My inner critic, an unwelcome but pervasive guest, had a heyday for a while. I could hear the critical voices ripping apart every sentence. I asked the publisher to hire a "sensitivity reader" to scan my draft and help me to see where I am blind to the experiences of others and said things that could hurt them. It didn't help much. The sensitivity reader didn't really understand the pitfalls I was worried about and pointed out places instead where I might offend conservative Christians. I don't like to offend anyone, but conservative Christians were not the people I was worried about.
So, my plan to evade accidental offense to BIPOC didn't work. I had to enter into the collective naked and brave. Like we all do. I had to make a choice to be open to the reality that someone will be offended by my words.
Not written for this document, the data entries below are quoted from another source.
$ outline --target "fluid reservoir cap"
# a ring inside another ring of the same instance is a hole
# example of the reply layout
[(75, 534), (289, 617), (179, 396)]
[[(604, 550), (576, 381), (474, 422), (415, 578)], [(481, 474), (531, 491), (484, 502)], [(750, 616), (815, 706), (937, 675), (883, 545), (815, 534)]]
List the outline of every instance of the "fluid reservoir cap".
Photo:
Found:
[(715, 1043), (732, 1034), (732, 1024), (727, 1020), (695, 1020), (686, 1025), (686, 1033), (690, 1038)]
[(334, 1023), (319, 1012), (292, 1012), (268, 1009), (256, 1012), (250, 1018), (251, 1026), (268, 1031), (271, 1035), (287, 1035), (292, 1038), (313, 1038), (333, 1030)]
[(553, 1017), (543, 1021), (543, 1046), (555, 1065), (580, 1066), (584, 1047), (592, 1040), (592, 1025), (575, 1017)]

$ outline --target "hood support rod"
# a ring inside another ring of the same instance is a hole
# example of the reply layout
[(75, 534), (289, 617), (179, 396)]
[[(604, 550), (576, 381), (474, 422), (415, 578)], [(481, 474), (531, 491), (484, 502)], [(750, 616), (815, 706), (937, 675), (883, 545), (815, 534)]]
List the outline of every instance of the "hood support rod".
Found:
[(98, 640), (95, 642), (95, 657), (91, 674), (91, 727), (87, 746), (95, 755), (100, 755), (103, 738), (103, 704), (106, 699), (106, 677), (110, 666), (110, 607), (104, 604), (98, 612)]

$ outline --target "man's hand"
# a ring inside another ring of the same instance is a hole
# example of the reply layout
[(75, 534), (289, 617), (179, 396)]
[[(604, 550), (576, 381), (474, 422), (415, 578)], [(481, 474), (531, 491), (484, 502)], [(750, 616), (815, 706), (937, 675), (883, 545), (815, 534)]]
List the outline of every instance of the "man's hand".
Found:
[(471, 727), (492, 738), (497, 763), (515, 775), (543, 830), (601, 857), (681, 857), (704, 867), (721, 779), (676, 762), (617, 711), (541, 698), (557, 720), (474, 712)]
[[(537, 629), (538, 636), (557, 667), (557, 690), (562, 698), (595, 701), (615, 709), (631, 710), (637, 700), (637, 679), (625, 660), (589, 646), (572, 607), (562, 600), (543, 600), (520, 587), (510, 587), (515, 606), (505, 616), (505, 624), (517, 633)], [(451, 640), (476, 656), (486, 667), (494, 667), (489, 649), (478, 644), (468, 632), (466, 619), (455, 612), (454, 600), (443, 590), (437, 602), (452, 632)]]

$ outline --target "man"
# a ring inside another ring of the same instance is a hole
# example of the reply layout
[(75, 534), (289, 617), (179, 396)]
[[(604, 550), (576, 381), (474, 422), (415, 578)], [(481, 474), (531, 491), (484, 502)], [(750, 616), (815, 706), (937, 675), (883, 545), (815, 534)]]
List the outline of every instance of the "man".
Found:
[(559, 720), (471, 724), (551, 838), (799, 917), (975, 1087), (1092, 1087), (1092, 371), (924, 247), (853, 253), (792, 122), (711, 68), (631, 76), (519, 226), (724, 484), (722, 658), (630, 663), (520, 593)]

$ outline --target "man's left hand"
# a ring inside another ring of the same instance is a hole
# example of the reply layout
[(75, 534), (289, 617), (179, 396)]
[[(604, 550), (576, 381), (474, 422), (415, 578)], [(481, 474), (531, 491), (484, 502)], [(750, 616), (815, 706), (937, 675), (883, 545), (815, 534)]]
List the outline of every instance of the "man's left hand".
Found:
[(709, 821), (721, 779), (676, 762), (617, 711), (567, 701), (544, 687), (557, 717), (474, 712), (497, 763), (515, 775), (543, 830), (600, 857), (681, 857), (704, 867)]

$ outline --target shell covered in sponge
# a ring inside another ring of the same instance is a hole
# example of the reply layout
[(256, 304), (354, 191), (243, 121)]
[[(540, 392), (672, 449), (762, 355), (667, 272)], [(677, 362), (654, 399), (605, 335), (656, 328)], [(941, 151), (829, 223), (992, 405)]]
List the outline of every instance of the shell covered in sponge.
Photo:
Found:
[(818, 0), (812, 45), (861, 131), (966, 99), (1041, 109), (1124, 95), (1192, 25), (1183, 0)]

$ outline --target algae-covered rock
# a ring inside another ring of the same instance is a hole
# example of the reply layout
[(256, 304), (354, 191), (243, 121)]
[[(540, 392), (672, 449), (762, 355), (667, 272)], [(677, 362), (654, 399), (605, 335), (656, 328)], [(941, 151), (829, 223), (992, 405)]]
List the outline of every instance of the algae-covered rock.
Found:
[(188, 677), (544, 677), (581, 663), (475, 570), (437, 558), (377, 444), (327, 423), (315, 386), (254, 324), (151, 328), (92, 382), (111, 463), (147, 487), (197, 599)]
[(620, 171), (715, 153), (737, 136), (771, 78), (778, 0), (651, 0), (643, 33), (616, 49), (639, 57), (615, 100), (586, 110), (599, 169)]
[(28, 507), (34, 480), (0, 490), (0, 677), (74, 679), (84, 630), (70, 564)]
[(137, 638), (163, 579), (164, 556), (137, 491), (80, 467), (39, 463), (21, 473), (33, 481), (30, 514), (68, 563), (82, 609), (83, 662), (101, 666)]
And I would listen to whomever is offended, and respond with authenticity and do what I can to make amends. Not sure there is any other way.
It's a serious matter to choose to put your voice out there into the world. The vulnerability of it is profound. But to not do so is also a risk. Possibly a greater risk. To live your life in fear of offending someone keeps you safe perhaps, but also small.
It is time not just for me, but for all of us who feel called by Spirit and by Earth herself, to speak up and risk being misunderstood or judged. Risk accidentally hurting someone. Once we are convinced that it's worth it, we just need to do it. The transition to a new story is happening and we are part of it. Our outside voices are needed.